By Justin Lamontagne, CCIM, Broker, NAI | The Dunham Group
For those of us in the business, the continued drop in vacancy rates is astounding. But the data doesn’t lie, and confirms what we’re feeling on a day-to-day basis. For the fifth consecutive year, the overall vacancy rate in Greater Portland has dropped significantly. As of December 15, 2015, it is a remarkably low 3.38%.
A closer look into the data outlines some really incredible story lines. Take, for example, Biddeford. With the closure of MERC, there is significant investment along Main Street and much of their mill space is being repurposed. The industrial market there is suddenly extremely tight. Only four or five years ago, we struggled mightily to fill space, even at drastically reduced prices. Today, capitalizing on the pressure of the Greater Portland inventory crunch, vacancy rates are down to 4-5% in the industrial parks and average pricing is about $5.00/SF NNN.
There are many impacts the space crunch has on our market. One that we found particularly interesting is the amount of speculative buying that happened in 2015. Developers and investors, recognizing the high cost of construction but stable lease rates, are buying empty industrial buildings with the goal of leasing them out. We sold and tracked several successful speculative purchase projects, and I anticipate this trend to continue into 2016.
The downside of such a tight market is that it can inhibit some companies from relocating and growing. As such, land for owner/user’s became a very hot sector within the industrial market in 2015. We represented several companies who searched for existing facilities, came up empty, and chose to build new. While there are obvious advantages to building new (ideal layout and design, energy efficiencies, etc) the cost still doesn’t compete with existing inventory. That gap, however, is shrinking as sale price per square foot costs continue to increase.

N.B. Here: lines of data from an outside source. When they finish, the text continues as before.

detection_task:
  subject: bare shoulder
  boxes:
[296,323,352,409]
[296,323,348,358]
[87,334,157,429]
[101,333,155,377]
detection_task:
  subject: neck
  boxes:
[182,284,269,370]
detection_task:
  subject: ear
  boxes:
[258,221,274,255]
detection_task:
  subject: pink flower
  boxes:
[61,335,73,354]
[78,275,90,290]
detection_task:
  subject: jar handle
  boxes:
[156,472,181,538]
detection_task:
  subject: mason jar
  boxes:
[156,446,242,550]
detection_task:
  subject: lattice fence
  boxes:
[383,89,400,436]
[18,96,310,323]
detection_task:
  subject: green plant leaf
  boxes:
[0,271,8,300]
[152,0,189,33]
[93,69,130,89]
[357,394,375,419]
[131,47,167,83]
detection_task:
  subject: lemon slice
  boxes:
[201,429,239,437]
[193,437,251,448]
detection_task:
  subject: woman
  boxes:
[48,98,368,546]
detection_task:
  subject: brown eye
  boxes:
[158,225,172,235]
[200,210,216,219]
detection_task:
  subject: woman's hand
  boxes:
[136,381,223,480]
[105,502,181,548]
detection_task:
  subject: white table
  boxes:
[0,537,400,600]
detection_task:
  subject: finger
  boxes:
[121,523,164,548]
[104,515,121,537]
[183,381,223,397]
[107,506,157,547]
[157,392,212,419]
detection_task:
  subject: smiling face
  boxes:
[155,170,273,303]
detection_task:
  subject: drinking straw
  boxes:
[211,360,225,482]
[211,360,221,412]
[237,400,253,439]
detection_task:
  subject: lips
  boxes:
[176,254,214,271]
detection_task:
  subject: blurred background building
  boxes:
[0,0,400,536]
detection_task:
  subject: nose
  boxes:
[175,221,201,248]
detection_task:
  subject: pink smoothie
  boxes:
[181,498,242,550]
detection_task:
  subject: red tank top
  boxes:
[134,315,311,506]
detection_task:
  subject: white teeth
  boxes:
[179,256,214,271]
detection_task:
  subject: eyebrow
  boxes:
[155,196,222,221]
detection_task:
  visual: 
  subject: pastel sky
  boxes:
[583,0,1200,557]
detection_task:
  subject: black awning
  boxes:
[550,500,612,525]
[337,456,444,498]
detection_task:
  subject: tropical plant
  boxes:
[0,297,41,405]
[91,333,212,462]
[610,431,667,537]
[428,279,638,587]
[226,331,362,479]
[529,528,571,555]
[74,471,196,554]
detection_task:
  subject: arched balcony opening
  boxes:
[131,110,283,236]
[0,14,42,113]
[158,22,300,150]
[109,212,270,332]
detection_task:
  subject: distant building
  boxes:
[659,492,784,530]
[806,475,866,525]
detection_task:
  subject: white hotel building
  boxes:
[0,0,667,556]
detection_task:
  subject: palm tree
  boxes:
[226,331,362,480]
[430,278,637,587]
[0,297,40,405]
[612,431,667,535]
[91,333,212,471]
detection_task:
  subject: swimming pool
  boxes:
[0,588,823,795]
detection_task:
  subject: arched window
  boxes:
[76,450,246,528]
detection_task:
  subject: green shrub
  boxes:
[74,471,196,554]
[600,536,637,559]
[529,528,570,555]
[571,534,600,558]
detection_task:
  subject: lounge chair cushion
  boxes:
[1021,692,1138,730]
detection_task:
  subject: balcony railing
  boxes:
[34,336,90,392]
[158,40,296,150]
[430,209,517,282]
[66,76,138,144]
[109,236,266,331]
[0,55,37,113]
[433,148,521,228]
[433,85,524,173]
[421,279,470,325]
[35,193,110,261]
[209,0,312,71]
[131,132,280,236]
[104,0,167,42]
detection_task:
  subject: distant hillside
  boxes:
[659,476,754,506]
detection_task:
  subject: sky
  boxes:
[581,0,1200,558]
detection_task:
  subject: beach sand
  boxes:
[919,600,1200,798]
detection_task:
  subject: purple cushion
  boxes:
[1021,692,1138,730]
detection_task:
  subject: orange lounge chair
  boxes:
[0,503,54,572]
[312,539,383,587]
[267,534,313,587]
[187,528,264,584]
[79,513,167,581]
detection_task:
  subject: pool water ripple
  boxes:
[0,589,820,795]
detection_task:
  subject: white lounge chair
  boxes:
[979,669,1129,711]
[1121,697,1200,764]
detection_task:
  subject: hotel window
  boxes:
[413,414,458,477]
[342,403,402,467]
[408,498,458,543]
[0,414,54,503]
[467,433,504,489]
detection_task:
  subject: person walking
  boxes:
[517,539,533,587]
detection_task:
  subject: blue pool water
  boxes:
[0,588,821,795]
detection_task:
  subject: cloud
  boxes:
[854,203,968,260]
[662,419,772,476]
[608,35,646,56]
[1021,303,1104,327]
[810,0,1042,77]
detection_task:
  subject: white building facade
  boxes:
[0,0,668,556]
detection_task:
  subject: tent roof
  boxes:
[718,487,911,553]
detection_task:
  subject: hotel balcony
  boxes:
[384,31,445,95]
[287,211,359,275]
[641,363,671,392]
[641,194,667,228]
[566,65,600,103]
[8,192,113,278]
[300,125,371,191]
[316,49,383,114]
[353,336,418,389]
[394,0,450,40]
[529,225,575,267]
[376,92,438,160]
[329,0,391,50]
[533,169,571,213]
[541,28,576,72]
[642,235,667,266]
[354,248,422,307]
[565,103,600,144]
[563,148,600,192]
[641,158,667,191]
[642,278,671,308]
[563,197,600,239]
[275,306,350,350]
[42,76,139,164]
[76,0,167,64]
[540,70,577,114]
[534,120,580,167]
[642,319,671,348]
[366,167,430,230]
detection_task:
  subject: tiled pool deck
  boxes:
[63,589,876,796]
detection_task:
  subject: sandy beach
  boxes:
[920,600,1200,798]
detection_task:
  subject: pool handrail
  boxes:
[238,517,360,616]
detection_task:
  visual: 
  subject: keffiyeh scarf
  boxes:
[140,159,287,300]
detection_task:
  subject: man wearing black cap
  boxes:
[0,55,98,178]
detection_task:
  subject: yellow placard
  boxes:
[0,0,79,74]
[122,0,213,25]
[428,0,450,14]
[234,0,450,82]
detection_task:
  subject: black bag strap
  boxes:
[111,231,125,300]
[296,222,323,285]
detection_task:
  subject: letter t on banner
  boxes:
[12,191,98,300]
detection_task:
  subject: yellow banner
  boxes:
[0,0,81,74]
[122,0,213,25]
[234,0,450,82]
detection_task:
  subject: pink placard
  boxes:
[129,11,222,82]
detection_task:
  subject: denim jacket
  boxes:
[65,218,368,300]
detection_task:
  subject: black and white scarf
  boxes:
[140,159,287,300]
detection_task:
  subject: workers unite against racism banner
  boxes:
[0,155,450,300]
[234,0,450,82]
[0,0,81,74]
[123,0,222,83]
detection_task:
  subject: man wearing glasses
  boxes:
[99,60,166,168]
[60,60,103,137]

I predict the inventory and overall supply will increase in 2016 as speculative repurposing of buildings, owner/user new construction and even speculative new construction is inevitable. As such, sale pricing and vacancy rates should stabilize. On the other hand, I predict lease rates to increase sharply. Landlords and brokers have been slow to dramatically adjust lease rates upward for a variety of reasons. 2016 is the year that changes and we’ll see at least a 5% increase in overall base lease costs.
On behalf of the industrial team at NAI The Dunham Group, I hope you find this information helpful as it pertains to your particular real estate holdings and business goals.